Habitual sin means I’m not ‘truly’ saved. And I am a habitual sinner (at least behind the wheel).
Maybe I can read your mind at this point. “That’s not really unbroken sin, Roger. You may slip into it again and again, but the pattern is broken. You probably even confessed it” Or, you may think “Really? You think that sin is serious enough to prove you are not ‘truly saved’?” And, at this point in your reading, some of you might have already called me or texted me to straighten me out. But keep reading before you react!
Here’s the truth. I do not believe what I said above about the consequences of habitual sin. I have no doubt that I am “truly saved”. I think what the above writer and others like him say about habitual sin is wrong.
Think about how subjective and troubling the “habitual sin” or “unbroken sin” trap is. It is easy to look at someone else’s life; it is tougher to look at my own. It is easy to think of “big” sins (like addiction to pornography); it is tougher to think of “little” sins (like attitudes towards obnoxious drivers – oops, there I go again). It becomes very subjective! And of course, how does one define “habitual”? What sins? How often?
Over how much time (days, months, years)? I hope you get my point. If habitual or unbroken sin of any kind means I never “truly believed” I have a problem and so do most of you (probably all of you). Maybe the sin is as “minor” as anger while driving. Maybe it’s our attitude towards certain politicians (I told you this is a problem for most of us). Maybe it is as serious as addiction to something (coffee doesn’t count). And if only certain kinds of habitual or unbroken sins cause the problem (instead of any habitual sin), I’m still in trouble, because I don’t have a biblical list to differentiate which-sins-are-which. I only have the opinions of people.
Here’s the whole truth: When I react poorly to another driver, my actions, words, and attitude are not the result of “walking in the light”. They are not a reflection of following Jesus. They are, well, sinful! And I need to let God work on my heart so that the next time that guy fails to signal….. well, you get the idea.

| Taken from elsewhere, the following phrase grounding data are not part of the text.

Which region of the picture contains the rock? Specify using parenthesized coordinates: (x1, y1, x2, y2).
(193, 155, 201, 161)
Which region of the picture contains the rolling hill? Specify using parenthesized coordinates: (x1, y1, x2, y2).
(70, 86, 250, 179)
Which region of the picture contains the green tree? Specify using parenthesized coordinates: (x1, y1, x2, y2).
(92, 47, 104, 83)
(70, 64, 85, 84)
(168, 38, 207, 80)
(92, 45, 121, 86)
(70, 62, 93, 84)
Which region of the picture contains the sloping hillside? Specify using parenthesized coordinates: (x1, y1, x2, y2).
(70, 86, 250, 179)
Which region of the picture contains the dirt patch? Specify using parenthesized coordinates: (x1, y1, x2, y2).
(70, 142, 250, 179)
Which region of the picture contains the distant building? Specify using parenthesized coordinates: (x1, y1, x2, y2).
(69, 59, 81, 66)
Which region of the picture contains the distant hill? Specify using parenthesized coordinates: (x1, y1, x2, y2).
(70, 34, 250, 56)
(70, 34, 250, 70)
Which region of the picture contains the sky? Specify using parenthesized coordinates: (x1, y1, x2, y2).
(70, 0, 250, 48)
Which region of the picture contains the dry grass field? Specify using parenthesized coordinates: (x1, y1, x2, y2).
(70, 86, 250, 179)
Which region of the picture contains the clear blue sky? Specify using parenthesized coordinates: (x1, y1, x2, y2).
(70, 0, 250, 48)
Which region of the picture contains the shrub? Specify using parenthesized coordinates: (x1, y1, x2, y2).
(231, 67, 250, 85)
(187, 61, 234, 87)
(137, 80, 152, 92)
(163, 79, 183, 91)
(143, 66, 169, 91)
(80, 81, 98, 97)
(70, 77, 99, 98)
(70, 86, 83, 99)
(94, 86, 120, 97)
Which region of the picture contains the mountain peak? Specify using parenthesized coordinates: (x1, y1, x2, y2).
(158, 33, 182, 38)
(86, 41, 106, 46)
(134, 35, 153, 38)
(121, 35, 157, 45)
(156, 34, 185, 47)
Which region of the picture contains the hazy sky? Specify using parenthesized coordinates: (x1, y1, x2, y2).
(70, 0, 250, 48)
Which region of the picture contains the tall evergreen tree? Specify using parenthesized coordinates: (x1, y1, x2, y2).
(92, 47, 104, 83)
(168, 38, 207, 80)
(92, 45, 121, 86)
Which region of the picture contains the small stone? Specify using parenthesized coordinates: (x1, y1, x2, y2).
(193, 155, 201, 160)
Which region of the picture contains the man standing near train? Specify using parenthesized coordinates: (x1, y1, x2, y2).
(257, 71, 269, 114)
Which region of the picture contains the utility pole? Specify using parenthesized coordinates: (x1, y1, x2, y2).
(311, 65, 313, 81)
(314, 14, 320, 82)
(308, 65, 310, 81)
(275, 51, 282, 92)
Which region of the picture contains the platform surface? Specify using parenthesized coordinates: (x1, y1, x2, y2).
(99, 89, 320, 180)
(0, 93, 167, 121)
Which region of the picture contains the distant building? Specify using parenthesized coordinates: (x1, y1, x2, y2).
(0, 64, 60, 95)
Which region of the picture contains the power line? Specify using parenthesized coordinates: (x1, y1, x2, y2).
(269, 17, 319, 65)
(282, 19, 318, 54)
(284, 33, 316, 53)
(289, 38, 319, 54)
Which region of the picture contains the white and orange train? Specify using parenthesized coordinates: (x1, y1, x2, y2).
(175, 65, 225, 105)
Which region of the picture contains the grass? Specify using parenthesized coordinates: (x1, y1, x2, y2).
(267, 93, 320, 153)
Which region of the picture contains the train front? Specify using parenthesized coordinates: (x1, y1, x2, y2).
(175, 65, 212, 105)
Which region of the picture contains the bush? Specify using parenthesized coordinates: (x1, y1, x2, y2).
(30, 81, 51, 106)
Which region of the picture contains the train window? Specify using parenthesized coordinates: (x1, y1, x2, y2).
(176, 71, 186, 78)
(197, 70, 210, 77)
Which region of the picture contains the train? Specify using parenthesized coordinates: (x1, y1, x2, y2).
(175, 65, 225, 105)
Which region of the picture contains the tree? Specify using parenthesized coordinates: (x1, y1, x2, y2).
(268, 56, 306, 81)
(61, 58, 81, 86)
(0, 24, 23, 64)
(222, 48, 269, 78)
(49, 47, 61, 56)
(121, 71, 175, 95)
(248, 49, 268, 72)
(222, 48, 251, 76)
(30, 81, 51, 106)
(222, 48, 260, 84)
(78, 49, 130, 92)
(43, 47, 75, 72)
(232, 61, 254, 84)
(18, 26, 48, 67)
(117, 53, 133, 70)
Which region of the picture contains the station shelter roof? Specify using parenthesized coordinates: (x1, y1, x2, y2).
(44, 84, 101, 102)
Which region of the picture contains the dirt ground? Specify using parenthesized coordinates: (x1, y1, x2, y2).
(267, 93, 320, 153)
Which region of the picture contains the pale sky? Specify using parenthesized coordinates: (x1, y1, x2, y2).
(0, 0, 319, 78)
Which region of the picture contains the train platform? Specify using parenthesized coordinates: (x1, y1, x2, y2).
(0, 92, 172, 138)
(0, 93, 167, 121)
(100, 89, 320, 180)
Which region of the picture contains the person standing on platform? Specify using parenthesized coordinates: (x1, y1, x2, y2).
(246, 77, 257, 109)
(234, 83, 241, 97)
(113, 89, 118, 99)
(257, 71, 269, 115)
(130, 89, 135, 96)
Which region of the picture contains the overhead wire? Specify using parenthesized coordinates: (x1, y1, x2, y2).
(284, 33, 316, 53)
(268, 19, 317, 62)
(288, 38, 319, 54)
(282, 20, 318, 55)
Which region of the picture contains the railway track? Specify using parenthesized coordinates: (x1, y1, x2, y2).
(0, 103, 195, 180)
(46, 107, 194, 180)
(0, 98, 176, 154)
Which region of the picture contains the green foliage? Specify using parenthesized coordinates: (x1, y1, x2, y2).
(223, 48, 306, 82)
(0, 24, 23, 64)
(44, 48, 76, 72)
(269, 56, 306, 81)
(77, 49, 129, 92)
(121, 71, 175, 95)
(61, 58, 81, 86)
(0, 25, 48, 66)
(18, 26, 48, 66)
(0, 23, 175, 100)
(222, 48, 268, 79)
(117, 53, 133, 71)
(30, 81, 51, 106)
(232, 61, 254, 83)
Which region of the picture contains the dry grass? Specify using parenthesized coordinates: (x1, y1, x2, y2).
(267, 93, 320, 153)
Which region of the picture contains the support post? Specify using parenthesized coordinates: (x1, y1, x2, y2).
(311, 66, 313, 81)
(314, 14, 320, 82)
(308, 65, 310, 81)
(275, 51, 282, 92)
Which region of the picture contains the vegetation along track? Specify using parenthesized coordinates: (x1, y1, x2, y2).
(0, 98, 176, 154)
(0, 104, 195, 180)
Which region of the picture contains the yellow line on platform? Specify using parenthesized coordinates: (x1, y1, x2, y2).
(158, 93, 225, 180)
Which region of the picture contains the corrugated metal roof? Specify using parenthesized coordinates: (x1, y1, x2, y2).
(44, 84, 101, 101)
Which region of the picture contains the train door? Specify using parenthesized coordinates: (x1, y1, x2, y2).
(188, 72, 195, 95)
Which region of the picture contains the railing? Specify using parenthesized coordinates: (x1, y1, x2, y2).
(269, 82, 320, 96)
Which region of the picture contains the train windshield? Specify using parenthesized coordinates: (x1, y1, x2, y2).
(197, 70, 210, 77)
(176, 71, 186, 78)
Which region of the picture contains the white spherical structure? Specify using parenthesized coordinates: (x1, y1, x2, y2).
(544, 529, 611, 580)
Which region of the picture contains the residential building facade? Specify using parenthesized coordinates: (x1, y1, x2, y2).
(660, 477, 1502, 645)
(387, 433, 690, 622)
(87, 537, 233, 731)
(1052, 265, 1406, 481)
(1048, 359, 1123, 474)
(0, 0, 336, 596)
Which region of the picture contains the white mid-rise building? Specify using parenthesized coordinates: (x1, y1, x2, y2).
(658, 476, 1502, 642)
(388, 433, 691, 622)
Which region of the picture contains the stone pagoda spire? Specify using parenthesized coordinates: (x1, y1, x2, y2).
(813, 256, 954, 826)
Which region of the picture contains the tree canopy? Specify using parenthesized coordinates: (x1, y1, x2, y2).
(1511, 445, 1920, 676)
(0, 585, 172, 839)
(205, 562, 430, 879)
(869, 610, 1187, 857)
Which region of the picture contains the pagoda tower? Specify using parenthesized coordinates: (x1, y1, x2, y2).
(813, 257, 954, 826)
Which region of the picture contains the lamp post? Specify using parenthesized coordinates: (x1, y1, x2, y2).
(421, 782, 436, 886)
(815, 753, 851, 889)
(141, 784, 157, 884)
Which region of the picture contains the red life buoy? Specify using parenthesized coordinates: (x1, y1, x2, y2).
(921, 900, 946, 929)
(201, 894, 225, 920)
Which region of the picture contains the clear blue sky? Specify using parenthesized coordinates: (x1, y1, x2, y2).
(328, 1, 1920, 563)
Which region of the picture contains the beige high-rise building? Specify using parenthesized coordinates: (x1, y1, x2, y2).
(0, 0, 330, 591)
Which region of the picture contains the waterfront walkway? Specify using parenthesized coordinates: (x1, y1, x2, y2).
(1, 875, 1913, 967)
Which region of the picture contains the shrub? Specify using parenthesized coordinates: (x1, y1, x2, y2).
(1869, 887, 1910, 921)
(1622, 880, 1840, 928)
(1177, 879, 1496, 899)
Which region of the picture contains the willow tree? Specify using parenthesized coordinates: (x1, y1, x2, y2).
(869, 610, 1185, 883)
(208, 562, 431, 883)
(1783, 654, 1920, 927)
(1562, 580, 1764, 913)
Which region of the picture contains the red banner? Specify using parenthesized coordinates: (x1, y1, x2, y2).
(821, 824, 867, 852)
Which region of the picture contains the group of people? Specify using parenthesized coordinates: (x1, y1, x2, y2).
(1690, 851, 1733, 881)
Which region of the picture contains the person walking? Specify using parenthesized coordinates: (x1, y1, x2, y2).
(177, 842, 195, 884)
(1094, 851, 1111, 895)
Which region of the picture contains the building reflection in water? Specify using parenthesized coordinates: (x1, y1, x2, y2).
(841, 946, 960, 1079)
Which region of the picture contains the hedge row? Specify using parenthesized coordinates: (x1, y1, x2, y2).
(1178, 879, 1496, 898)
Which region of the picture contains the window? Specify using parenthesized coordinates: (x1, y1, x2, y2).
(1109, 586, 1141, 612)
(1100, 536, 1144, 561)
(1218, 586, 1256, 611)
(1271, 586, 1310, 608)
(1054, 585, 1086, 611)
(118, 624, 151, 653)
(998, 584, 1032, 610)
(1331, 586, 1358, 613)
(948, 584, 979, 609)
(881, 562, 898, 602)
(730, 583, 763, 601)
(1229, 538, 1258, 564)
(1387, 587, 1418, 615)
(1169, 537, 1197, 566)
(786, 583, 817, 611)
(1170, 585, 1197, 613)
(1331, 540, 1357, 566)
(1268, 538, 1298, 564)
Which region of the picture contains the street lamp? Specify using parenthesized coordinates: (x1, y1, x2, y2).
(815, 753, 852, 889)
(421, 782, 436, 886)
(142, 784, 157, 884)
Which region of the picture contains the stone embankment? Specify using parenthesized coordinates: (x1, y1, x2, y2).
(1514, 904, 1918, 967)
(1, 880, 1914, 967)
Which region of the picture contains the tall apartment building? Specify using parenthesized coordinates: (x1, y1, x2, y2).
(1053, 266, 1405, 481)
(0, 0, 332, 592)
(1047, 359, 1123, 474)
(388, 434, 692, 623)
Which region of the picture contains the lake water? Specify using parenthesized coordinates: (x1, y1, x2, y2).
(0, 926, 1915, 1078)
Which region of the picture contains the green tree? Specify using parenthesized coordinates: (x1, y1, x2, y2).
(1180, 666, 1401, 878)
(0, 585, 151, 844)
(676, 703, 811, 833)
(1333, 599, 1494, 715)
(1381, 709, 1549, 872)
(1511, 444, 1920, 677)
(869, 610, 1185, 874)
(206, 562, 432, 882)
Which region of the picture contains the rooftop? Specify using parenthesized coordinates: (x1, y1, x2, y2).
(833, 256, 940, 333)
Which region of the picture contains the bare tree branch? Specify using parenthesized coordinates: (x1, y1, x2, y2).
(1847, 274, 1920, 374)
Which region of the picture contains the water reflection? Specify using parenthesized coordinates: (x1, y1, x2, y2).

I am saved by grace through faith alone in Jesus alone. My security is based on the objective truth that Jesus died on the cross for my sin, was raised from the dead, and gives, as He promises, eternal life to all who believe in Him.
Thankfully, confirmation of my salvation is not based on how I respond to those drivers. Or on any other “habitual” or “unbroken” sin. Those sins are growth issues, not identity issues. That’s the beauty of grace. My confidence lies completely on what He has done for me, freely, as a gift.